Their system uses a list of keywords to represent sets of articles and the records of users' interests are updated using genetic algorithms.
A number of other research groups have looked at the automatic generation and labeling of clusters of articles for the purpose of browsing through the articles. A group at Xerox Parc published a paper titled "Scatter/gather: a cluster-based
approach to browsing large article collections" at the 15 Ann. Int'l SIGIR '92, ACM 318-329 (Cutting et al. 1992). This group developed a method they call "scatter/gather" for performing information retrieval searches. In this method, a collection of
articles is "scattered" into a small number of clusters, the user then chooses one or more of these clusters based on short summaries of the cluster. The selected clusters are then "gathered" into a subcollection, and then the process is repeated. Each
iteration of this process is expected to produce a small, more focused collection. The cluster "summaries" are generated by picking those words which appear most frequently in the cluster and the titles of those articles closest to the center of the
cluster. However, no feedback from users is collected or stored, so no performance improvement occurs over time.

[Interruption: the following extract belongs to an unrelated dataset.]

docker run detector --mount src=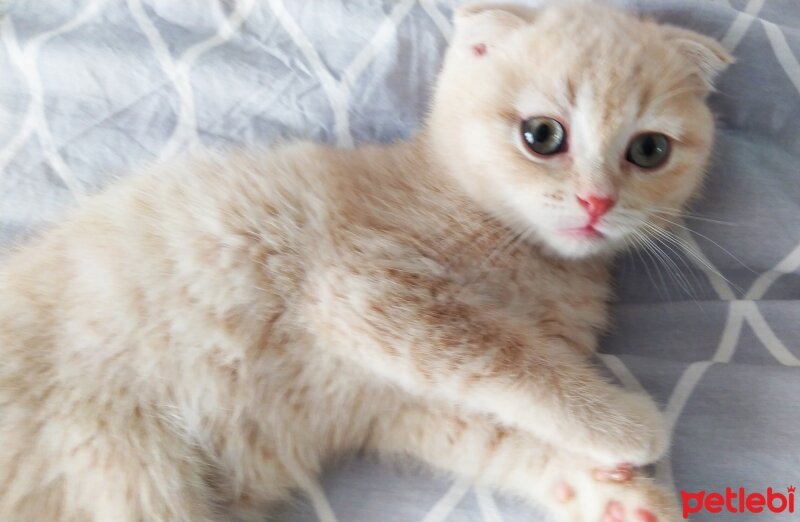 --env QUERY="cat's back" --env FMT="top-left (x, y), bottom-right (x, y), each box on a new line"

Apple's Advanced Technology Group has developed an interface based on the concept of a "pile of articles". This interface is described in an article titled "A `pile` metaphor for supporting casual organization of information in Human factors in
computer systems" published in CHI '92 Conf. Proc. 627-634 by Mander, R. G. Salomon and Y. Wong. 1992. Another article titled "Content awareness in a file system interface: implementing the `pile` metaphor for organizing information" was published in
16 Ann. Int'l SIGIR '93, ACM 260-269 by Rose E. D. et al. The Apple interface uses word frequencies to automatically file articles by picking the pile most similar to the article being filed. This system functions to cluster articles into subpiles,
determine key words for indexing by picking the words with the largest TF/IDF (where TF is term (word) frequency and IDF is the inverse document frequency) and label piles by using the determined key words.

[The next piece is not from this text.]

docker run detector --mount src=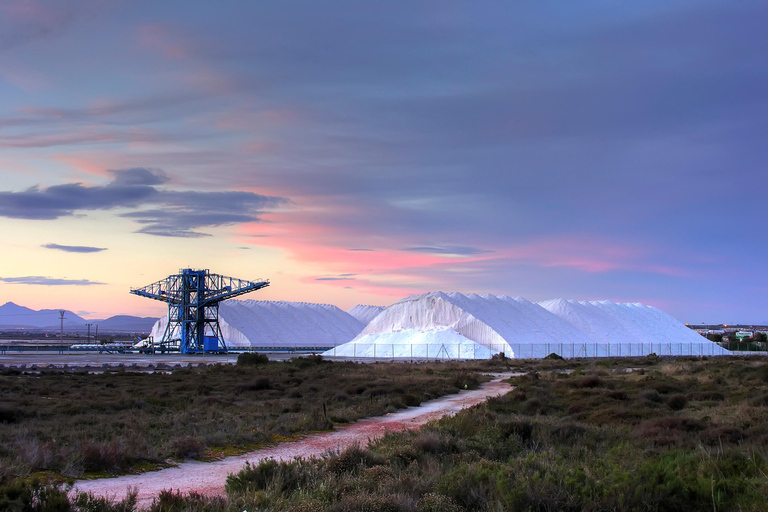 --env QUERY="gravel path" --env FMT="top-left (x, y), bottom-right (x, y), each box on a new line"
top-left (73, 374), bottom-right (512, 508)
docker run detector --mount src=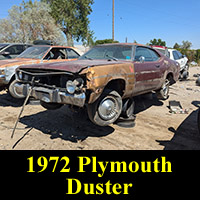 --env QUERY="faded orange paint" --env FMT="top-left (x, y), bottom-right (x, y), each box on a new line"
top-left (81, 62), bottom-right (135, 103)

Numerous patents address information retrieval methods, but none develop records of a user's interest based on passive monitoring of which articles the user accesses. None of the systems described in these patents pre sent computer architectures
to allow fast retrieval of articles distributed across many computers. None of the systems described in these patents address issues of using such article retrieval and matching methods for purposes of commerce or of matching users with common interests
or developing records of users' interests. U.S. Pat. No. 5,321,833 issued to Chang et al. teaches a method in which users choose terms to use in an information retrieval query, and specify the relative weightings of the different terms. The Chang
system then calculates multiple levels of weighting criteria. U.S. Pat. No. 5,301,109 issued to Landauer et al. teaches a method for retrieving articles in a multiplicity of languages by constructing "latent vectors" (SVD or PCA vectors) which
represent correlations between the different words. U.S. Pat. No. 5,331,554 issued to Graham et al. discloses a method for retrieving segments of a manual by comparing a query with nodes in a decision tree. U.S. Pat. No. 5,331,556 addresses
techniques for deriving morphological part-of-speech information and thus to make use of the similarities of different forms of the same word (e.g. "article" and "articles").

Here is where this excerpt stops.